The technological question is an interesting one on many levels, especially since it has generally been believed that financial engineering and technological improvements enabled financial intermediaries to be involved in overly complex and advanced financial operations. This would seem to suggest that the advent of technology has to a certain degree created a false sense of capability when in reality none exists.
According to some reports, realization of this nature have led to an increase of interest among policymakers and academics for enhancing the environment for market discipline, as they believe that it can help to enforce regulatory compliance.
However, compliance alone will not address an absence of skill sets in the area of complex contracting, especially when it contributes to the belt with suspenders risk averse mindset within the public sector.

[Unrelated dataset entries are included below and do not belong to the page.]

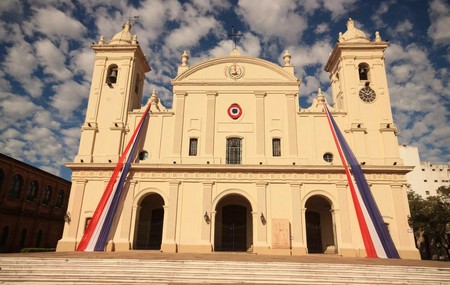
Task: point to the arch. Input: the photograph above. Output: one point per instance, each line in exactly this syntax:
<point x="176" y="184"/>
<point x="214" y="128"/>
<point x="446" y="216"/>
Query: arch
<point x="16" y="187"/>
<point x="112" y="74"/>
<point x="33" y="191"/>
<point x="149" y="222"/>
<point x="320" y="233"/>
<point x="363" y="71"/>
<point x="233" y="223"/>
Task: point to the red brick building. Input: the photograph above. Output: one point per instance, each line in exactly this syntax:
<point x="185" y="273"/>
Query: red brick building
<point x="33" y="205"/>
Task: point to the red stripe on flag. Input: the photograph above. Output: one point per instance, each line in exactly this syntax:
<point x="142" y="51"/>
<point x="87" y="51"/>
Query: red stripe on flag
<point x="107" y="193"/>
<point x="368" y="243"/>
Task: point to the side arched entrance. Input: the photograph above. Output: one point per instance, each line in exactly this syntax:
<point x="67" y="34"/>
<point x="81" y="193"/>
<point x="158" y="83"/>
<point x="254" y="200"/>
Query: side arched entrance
<point x="319" y="224"/>
<point x="150" y="220"/>
<point x="233" y="224"/>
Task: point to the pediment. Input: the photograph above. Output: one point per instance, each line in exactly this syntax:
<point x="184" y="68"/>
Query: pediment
<point x="236" y="70"/>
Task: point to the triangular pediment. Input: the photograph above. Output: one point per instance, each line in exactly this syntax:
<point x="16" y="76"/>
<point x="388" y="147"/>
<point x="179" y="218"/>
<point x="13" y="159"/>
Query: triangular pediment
<point x="236" y="70"/>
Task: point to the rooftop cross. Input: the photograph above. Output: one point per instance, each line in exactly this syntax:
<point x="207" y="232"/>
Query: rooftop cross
<point x="234" y="35"/>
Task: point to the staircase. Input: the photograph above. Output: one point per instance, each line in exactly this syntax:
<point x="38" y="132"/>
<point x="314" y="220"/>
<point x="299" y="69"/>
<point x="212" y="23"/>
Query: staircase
<point x="30" y="270"/>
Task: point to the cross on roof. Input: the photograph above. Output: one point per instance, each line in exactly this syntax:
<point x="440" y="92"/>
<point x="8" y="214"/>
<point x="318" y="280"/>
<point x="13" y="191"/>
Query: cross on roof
<point x="234" y="35"/>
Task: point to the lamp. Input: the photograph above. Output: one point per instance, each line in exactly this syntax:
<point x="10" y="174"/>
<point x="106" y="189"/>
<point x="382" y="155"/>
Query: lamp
<point x="206" y="217"/>
<point x="263" y="219"/>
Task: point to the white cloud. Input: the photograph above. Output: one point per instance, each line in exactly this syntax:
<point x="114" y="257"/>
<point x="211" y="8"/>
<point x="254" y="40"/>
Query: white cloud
<point x="273" y="19"/>
<point x="68" y="97"/>
<point x="56" y="24"/>
<point x="439" y="30"/>
<point x="52" y="59"/>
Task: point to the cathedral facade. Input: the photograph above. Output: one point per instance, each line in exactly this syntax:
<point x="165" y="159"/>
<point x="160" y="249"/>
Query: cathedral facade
<point x="235" y="164"/>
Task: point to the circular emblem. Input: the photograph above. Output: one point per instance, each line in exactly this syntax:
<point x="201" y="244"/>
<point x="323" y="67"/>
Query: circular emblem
<point x="235" y="71"/>
<point x="367" y="94"/>
<point x="234" y="111"/>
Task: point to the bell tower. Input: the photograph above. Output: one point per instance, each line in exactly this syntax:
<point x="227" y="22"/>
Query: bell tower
<point x="359" y="89"/>
<point x="116" y="89"/>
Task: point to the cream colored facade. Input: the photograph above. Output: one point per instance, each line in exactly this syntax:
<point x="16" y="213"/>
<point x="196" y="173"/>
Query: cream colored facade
<point x="235" y="165"/>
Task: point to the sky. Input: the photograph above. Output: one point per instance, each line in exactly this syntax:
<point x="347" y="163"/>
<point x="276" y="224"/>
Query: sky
<point x="46" y="59"/>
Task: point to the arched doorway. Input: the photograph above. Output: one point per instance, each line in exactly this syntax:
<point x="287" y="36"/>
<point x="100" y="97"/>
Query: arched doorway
<point x="150" y="223"/>
<point x="233" y="224"/>
<point x="319" y="224"/>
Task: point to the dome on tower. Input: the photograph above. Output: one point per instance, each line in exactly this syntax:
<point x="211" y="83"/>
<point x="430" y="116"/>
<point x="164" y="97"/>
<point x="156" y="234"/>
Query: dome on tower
<point x="124" y="36"/>
<point x="352" y="34"/>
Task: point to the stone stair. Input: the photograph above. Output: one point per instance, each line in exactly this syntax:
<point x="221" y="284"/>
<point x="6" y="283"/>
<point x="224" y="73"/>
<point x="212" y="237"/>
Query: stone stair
<point x="29" y="270"/>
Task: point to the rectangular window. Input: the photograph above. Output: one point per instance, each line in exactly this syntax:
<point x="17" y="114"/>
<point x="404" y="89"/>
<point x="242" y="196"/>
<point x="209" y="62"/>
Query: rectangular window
<point x="233" y="154"/>
<point x="193" y="142"/>
<point x="276" y="147"/>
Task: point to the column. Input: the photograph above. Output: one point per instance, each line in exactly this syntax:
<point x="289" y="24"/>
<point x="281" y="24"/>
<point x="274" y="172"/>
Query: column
<point x="75" y="227"/>
<point x="260" y="124"/>
<point x="179" y="121"/>
<point x="170" y="219"/>
<point x="206" y="225"/>
<point x="298" y="244"/>
<point x="210" y="123"/>
<point x="291" y="111"/>
<point x="261" y="223"/>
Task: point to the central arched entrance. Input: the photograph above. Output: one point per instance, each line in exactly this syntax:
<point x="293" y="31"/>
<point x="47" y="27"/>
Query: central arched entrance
<point x="150" y="223"/>
<point x="319" y="224"/>
<point x="233" y="224"/>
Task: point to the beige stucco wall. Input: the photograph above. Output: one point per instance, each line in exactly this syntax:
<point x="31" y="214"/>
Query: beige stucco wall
<point x="274" y="190"/>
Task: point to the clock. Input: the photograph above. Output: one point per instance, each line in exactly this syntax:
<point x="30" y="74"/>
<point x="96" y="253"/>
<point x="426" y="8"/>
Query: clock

Let’s face it, market discipline has been increasingly absent from public sector purchasing, not so much because of a willful intent to snub established standards by any one particular stakeholder or stakeholders but, and as the paper’s author’s suggested with their comparison between simple and complex procurement, the lack of suppliers coming to the table. After all, how can you establish a reliable reference point to incorporate a discipline standard when so few vendors are bidding on even the more basic government contracts let alone those that are of the complex variety.

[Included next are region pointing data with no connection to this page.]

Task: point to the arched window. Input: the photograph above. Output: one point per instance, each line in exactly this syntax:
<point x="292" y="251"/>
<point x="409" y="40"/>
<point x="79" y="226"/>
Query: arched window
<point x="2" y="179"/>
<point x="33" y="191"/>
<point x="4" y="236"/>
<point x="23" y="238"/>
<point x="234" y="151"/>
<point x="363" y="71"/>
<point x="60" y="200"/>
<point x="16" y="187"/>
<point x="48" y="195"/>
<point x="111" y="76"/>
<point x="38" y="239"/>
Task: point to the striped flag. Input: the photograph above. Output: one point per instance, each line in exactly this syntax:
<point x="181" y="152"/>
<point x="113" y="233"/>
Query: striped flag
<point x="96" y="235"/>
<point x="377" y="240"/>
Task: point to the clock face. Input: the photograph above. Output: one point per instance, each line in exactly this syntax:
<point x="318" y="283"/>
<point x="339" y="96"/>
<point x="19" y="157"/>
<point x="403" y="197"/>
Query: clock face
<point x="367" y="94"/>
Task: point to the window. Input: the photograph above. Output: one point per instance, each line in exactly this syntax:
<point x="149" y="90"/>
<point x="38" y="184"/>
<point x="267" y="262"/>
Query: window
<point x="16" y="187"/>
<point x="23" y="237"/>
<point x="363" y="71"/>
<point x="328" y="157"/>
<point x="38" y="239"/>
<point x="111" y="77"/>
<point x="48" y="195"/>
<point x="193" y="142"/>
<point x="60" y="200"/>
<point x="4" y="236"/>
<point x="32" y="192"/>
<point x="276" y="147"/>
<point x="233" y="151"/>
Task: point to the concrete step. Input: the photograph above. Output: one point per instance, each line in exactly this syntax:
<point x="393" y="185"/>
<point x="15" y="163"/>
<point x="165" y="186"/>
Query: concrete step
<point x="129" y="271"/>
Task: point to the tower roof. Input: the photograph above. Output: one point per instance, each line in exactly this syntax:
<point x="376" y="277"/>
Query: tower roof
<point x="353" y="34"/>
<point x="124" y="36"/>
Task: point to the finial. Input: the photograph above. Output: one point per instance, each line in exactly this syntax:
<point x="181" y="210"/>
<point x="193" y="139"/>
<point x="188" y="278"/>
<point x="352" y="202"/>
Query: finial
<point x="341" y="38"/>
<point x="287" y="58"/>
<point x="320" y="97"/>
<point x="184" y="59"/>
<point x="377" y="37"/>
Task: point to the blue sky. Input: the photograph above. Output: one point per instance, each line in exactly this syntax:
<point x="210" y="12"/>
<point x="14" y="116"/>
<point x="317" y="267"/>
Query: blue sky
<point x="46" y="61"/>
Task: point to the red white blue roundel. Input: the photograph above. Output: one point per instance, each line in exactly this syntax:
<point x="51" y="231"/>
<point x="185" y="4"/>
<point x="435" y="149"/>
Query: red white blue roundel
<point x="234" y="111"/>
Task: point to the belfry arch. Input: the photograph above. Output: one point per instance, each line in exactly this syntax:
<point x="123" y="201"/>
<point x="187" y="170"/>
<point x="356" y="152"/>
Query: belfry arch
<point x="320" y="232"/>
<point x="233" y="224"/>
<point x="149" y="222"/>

Putting aside for the moment the challenges posed by eroding supply bases, there are distinct differences in terms of approach to both simple and complex acquisitions from a technological standpoint.
With more basic, commodity-type purchases, and through the utilization of systems that leverage advanced algorithms within the framework of centrally established parameters of importance such as price, delivery capability, quality etc., nominal experience at the buyer level represents a viable model. This is one of the reasons why, within 18 months of a SaaS-based solution being implemented in a production environment, the purchasing staff for a large Department of National Defence contract was reduced from 23 down to 3, while simultaneously achieving an increase in SLA performance from 51% next day delivery to 97%. This positive trending was also reflected in the fact that in the subsequent 7-year period, the cost for MRO Indirect Materials decreased 23% year-over-year.

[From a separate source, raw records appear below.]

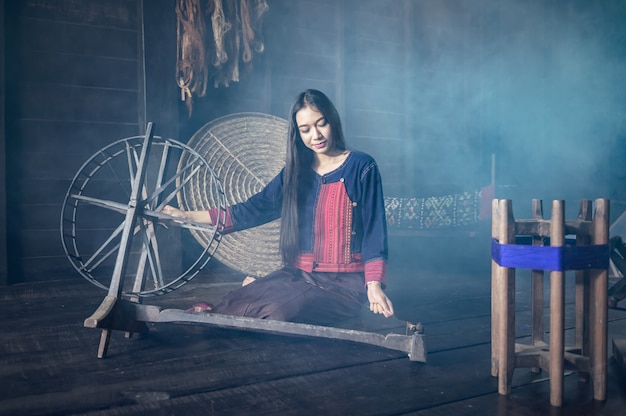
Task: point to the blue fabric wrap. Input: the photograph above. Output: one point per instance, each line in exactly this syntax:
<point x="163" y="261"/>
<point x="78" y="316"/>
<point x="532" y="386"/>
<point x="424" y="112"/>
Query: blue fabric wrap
<point x="567" y="257"/>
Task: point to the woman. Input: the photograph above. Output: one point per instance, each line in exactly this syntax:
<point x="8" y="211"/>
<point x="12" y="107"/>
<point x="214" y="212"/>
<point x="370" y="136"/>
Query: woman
<point x="333" y="235"/>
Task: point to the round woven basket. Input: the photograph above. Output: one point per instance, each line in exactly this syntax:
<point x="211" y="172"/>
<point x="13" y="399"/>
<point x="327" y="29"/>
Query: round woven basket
<point x="246" y="151"/>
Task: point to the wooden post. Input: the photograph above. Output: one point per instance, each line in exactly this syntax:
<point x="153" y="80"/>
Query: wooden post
<point x="557" y="307"/>
<point x="599" y="307"/>
<point x="505" y="302"/>
<point x="495" y="325"/>
<point x="537" y="327"/>
<point x="582" y="290"/>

Conversely, and in line with my February 3rd article in the Procurement Insights Blog titled “Spend Intelligence: A Matter of Thought Versus Knowledge,” automation alone will not produce similar results in the complex acquisition arena. However, and this is a big consideration, if the software vendor’s indigenous expertise is in contracting versus application development, your chances of being able to at least lay a solid foundation for building the prerequisite capability within your team is considerably greater . . . and accomplished in a much shorter period of time.
Or to put it another way, automating a process without really understanding the core principles regarding the underlying function from a practical sense (which is the starting point from which most ERP vendors develop their applications), means that you invariably overlook the subtle nuances of experience and expertise. You have for all intents and purposes reduced the process to an autocratic chain of executional actions without understanding, a practice that does not align with the paper’s authors conclusion that complex acquisitions requires buyers and sellers to manage their relations to ensure the exchange bears its win-win fruits. Autocratic automation provides perhaps another reason why the paper makes the observation that Contracting in complex circumstances does not guarantee failure, but it does make it more likely.
The answer of course is a blended approach whereby the skill sets of the stakeholders in conjunction with what I will call intuitively proactive technologies built from a standpoint of process versus technological expertise, are leveraged to create a de facto market discipline.